Осколки на снегу. Игра на выживание — страница 43 из 109

— Могу продолжить, — пожал плечами Ганг. — Генерал не молод, суров, мало появляется в свете, безнадежно женат, не имеет связей, не ездит к актрисам и балетным, не собирает приемов больше положенного, а на те, что случаются, приглашает весьма узкий круг лиц… Еще дочка, больше похожая на юношу, устраивает скачки прямо в столице. Да просто находка для сплетен и статей!

— Юная Зиночка была весьма своеобразна, — слабая улыбка скользнула по лицу Руб-Мосаньского и чем-то зацепила Ганга, но мысль не успела оформиться.

— Да и сама дочка салоны терпеть не может, — продолжил он. — На стрельбищах куда интереснее. Учится стрелять в народ, газеты доподлинно прознали. Такие пасквили среди общества, где революционный взгляд в моде у всех поголовно…

— Не у всех, — перебил князь. — У большинства в народе — нет.

— А большинство люди простые — согласился Ганг. — Не старая знать.

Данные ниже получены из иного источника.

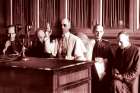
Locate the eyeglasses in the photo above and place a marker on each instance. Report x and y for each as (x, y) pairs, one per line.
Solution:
(64, 25)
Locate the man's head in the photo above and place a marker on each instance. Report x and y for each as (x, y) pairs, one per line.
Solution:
(98, 31)
(123, 39)
(41, 35)
(48, 27)
(66, 25)
(11, 33)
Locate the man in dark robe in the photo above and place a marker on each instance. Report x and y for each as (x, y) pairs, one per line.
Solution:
(101, 82)
(126, 66)
(12, 44)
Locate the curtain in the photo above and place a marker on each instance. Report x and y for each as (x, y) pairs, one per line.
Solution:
(21, 11)
(79, 13)
(116, 13)
(48, 12)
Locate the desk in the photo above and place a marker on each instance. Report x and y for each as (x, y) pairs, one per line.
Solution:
(42, 75)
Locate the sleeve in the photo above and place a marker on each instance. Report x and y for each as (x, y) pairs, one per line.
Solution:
(134, 70)
(80, 50)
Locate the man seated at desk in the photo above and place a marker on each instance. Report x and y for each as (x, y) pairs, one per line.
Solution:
(69, 46)
(12, 44)
(38, 45)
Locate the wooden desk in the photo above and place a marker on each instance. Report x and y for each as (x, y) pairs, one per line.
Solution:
(41, 75)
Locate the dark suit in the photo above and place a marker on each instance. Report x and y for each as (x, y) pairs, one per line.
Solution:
(126, 65)
(102, 49)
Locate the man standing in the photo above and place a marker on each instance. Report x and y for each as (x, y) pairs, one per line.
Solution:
(12, 45)
(69, 46)
(102, 55)
(126, 66)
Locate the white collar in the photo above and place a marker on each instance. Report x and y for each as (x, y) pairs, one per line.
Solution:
(66, 34)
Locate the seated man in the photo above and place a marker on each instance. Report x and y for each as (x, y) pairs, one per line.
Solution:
(68, 46)
(126, 66)
(38, 45)
(12, 45)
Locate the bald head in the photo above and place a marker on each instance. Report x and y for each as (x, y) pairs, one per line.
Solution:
(66, 25)
(123, 39)
(98, 31)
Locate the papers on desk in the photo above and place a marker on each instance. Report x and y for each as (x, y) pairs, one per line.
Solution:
(100, 67)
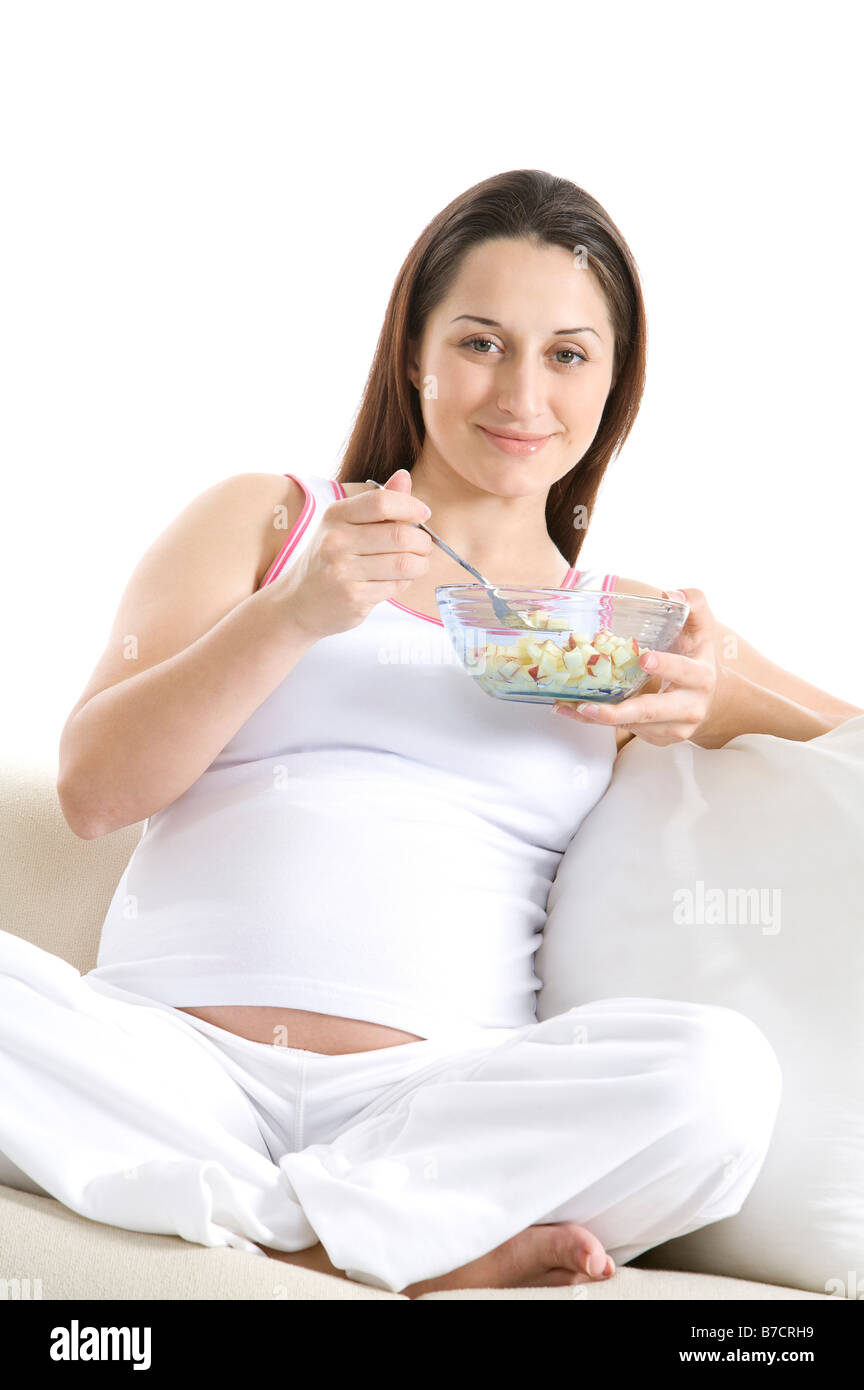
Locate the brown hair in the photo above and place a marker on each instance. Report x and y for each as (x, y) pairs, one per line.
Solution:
(389, 431)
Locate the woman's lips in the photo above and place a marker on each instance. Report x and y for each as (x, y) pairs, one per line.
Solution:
(509, 445)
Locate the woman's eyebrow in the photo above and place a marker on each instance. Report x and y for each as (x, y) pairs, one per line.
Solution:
(491, 323)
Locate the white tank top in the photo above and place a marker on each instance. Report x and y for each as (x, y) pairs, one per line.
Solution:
(377, 841)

Только подозреваю, что эти простые люди узнали о злобном генерале как раз из пасквилей и другой информации у них не было.

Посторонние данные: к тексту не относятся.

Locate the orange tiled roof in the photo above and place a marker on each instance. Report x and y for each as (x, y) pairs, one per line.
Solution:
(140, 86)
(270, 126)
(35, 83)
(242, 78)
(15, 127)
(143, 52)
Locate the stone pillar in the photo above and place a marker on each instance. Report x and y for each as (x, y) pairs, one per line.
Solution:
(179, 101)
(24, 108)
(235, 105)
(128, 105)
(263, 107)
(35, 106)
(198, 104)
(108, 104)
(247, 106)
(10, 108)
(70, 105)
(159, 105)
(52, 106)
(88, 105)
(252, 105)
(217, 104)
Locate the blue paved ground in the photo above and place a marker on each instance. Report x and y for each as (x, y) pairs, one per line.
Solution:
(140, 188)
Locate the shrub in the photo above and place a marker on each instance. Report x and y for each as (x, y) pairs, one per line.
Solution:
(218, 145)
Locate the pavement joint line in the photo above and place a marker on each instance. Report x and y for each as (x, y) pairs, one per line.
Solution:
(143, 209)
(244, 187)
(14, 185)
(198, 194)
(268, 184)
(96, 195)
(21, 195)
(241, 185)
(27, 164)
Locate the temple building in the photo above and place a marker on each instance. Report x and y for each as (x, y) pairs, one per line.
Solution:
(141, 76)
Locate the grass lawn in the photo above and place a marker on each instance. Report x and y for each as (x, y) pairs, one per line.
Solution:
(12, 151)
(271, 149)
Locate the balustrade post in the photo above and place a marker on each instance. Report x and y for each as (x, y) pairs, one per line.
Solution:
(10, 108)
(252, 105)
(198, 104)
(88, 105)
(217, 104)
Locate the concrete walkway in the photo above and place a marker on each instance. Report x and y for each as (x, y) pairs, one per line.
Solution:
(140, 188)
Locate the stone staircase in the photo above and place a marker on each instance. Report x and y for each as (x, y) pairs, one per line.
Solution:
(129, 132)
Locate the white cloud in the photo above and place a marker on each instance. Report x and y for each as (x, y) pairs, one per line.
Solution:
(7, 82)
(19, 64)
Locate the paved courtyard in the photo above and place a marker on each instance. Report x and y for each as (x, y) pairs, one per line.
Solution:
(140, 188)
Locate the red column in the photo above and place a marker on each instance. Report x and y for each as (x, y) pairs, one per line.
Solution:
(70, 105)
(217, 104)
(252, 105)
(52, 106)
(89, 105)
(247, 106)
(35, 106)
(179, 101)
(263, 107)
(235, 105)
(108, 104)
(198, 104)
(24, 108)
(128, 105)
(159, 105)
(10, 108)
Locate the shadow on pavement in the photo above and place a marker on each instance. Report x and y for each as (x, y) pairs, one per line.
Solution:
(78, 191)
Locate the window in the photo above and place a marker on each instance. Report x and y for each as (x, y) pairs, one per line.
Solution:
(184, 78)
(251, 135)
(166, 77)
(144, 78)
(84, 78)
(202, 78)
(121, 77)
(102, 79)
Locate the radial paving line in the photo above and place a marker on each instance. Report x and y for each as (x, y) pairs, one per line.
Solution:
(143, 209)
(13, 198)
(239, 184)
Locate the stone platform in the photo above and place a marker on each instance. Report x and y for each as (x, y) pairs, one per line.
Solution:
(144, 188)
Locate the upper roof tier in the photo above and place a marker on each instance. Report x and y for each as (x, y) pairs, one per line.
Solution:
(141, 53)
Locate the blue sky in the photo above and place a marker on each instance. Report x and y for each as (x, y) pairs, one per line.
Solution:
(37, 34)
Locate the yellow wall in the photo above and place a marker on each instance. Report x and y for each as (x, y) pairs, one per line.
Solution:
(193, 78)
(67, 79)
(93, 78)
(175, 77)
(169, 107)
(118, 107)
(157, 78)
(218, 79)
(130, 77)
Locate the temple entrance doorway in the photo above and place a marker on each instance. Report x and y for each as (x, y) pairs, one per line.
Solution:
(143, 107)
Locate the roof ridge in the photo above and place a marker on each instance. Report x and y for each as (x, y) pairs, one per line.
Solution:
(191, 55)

— Ты-то откуда помнишь? — помрачнев, буркнул Стойгнев.

— Так их раскидывали везде пачками, — подал голос Стив. — Городовые их, конечно, собирали, но все-то не соберешь. Мальчишки их специально прятали — даровая бумага!

— И вы?

— И мы, — подтвердил Ганг.

— Кораблики делали, — Стив чуть хохотнул, и Руб-Мосаньский и Винтеррайдер с неким изумлением возрились на него. Но Ганг тут же подхватил:

— С десятого раза даже прочли, что пишут, — он развел руками.

— Кораблики нас больше интересовали, — поддакнул Стивен.

— Это вы так учились, значит, — прищурился князь.

— Мы сбегали, случалось, — пожал плечами Юнг.

— А ты нет, что ли? — деланно изумился Ганг, уставившись на князя.

Посмеялись. В кабинете как будто стало легче дышать.

— Ты прав, Ганг, — уже серьезно продолжил князь. — Была мода на разговоры. Но их вела не сама старая знать. Более того, старшие такие разговоры порицали. Любой человек с возрастом становится консервативным. Так что, мы говорим о детях: дети знати, дети купцов и мольцов, студенчество, в коем все сословия встречались… Модно было обсуждать на чаепитиях и пикниках, как бы зажили, если бы да кабы… Да, вольнодумство было в моде. Но только очень малая часть относилась к этим разговорам серьёзно. Большинство просто хотели быть как все — соответствовать… Кружить голову восторженным девицам, бряцая своей смелостью. На словах же — почему бы не побряцать! На деле все эти болтуны собирались прожить жизнь весьма обычно — строить карьеру, жениться, завести кучу ребятишек, пить чай на лужайке в собственном садике, любоваться закатами и, может быть, вздыхать, что в наш век ничего интересного не происходит.

— Так эти разговоры вели еще наши бабушки, — перебил Ганг князя. — А потом благополучно забывали их.

— Вели, — согласился тот. — И забывали. Потом об этом болтали уже их дети. И папеньки, и маменьки отмахивались, мол, и мы болтали, ничего страшного. Бунтарство — свойство юности, оно проходит с годами, не надо преувеличивать. Никто не анализировал какой общий фон создают эти разговоры. И многие вряд ли успели пожалеть о своем пустом вольнодумстве, погибая в родовых гнездах, с бессильными проклятиями на устах, сметаемые революционной толпой, словно мусор. Великосветские красавицы, сочувствующие революционерам, никогда не думают, что выдергивают ковры из-под ног собственных внуков, готовя тем самым место для чужих.

— Люди не меняются тысячелетиями, — снова возразил Ганг. — Ты не заставишь ходить всех строем, говорить и чувствовать только правильные, с твоей точки зрения, вещи.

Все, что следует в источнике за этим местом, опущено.